There are still questions about how the new Telegraph ownership will work. With IMI, RedBird’s main backer, having to limit its stake in Telegraph to 15% under the new foreign state intervention regime, RedBird will become what it calls the “sole controlling owner”. Cardinale didn’t use the word “owner” to describe his fund’s debt-backed stake, but who is the owner then? Other minority investors include a billionaire Leonard Blavatnik and the Daily Mail Groupabout 10% for each.
Some of these questions were raised in a letter to Nandy by a cross-party group of parliamentarians this summer. They have so far gone unanswered.
RedBird has much bigger fish to fry. She knows all about protesting editorial influence, even if it’s one step removed from it. It is the second-biggest investor in this summer’s mega deal – Paramount Skydance’s new $8bn (£6bn) media company, which brought together Hollywood film studios and popular US news channel CBS.
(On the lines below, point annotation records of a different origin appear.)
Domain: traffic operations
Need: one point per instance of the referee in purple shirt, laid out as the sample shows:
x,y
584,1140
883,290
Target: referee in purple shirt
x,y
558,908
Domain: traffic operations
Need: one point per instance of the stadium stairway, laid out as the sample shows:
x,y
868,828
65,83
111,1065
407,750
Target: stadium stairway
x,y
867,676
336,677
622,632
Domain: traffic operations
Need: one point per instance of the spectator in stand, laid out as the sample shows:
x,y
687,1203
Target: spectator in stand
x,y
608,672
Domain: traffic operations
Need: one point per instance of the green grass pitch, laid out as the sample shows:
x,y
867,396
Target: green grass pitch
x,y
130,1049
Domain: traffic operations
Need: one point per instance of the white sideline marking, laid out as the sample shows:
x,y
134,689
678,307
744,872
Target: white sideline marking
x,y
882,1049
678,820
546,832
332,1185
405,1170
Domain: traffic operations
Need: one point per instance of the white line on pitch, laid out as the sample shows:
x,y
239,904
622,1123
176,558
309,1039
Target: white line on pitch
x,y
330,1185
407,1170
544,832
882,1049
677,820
Paramount, led by David Ellison (son of Oracle founder Larry and a big Trump fan) and backed by Red Bird, caused outrage after seizing CBS News and appointing Barry Weiss, the woman who famously left the New York Times to suppress it, as its president. The group also wants to buy Warner Bros., which would add CNN to its list of holdings.
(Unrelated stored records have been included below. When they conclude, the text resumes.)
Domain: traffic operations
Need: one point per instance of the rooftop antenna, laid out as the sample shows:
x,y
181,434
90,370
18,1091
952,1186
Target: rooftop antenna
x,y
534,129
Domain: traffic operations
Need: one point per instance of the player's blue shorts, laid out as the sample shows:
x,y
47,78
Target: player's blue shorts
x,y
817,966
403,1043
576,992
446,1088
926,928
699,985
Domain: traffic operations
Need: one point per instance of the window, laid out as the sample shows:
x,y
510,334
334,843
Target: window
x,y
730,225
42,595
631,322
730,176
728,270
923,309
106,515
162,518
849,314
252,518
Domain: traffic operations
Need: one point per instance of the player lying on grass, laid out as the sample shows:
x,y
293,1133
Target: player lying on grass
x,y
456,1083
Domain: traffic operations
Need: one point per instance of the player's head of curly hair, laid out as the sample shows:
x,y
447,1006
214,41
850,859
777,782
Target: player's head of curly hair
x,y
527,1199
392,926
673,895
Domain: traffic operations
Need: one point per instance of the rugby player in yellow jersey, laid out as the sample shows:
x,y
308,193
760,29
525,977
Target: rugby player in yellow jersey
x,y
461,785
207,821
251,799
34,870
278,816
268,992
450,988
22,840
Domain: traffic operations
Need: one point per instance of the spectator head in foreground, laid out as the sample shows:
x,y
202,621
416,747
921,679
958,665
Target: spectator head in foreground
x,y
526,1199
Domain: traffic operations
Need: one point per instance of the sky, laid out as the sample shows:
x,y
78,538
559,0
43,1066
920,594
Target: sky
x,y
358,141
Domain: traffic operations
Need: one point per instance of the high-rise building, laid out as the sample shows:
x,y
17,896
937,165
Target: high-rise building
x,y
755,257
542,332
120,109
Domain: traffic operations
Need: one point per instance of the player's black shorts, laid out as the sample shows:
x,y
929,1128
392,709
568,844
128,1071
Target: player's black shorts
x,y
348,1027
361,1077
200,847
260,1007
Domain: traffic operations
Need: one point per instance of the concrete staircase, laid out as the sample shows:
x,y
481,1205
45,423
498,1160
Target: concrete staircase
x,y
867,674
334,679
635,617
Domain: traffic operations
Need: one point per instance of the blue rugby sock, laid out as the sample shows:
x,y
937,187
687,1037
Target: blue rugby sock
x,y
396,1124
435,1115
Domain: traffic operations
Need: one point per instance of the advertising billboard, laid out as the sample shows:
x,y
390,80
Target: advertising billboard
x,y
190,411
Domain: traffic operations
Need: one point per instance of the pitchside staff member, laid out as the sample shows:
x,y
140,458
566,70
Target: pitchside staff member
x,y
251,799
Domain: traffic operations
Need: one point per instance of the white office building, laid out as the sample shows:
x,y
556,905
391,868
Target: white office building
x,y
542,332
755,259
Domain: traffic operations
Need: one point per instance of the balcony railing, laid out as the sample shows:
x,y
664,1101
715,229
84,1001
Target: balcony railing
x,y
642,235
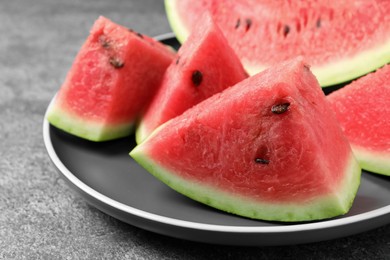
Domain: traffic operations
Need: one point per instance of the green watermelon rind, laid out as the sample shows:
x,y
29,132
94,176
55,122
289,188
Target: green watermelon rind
x,y
322,207
376,162
86,128
331,74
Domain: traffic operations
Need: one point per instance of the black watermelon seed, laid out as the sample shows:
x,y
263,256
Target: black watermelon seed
x,y
197,77
261,161
237,23
248,24
286,30
104,42
280,108
116,62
CBS and the Telegraph are completely different media beasts. If CBS was known as the “Tiffany Network” because of its perceived quality, the once-mighty Telegraph Channel, starved of funding and support initially by debt-ridden owners and then in an ongoing ownership impasse, was in danger of becoming the Ratner of broad titles.
Cardinale made encouraging noises about the future of the title earlier this year when he first floated the idea of a “New York Times Right,” a paper in which Pulitzer Prize-winning news coverage would coexist with hugely popular recipe apps and games.
This slogan has “the credibility of a peanut,” media analyst Alice Enders told me. However, Cardinale partially fulfilled that promise last week when he appointed Matthew Garrahan, the award-winning FT for 27 years, as chief executive. RedBird Operating PartnerResponsible for “News and Entertainment”. Garrahan’s arrival signals a renewed focus on trusted journalism for a newspaper in need of a new strategy, with an old and moribund readership and little loyalty among digital subscribers if decline rates are to be believed.
Although the talk may be big, the huge investment may be contrary to the well-known behavior of private equity groups. The fear is that RedBird will follow other media owners, from Richard Desmond to Reach, and cut costs and journalism in order to improve profits.
The UK government is unlikely to care much about the future of the telegraph. There is precedence for Labor governments to treat the newspaper as an internecine struggle for the other side. The Blair administration allowed the Barclay brothers to buy the newspaper group without conducting a full public interest investigation in 2004.
The world is different now. Newspapers are bought for influence, and the ideological and financial ends are as old as print. But in a time of existential crisis caused by disinformation and bot-generated bullshit, independent, ethical journalism is more important than ever, and full transparency is the best place to start.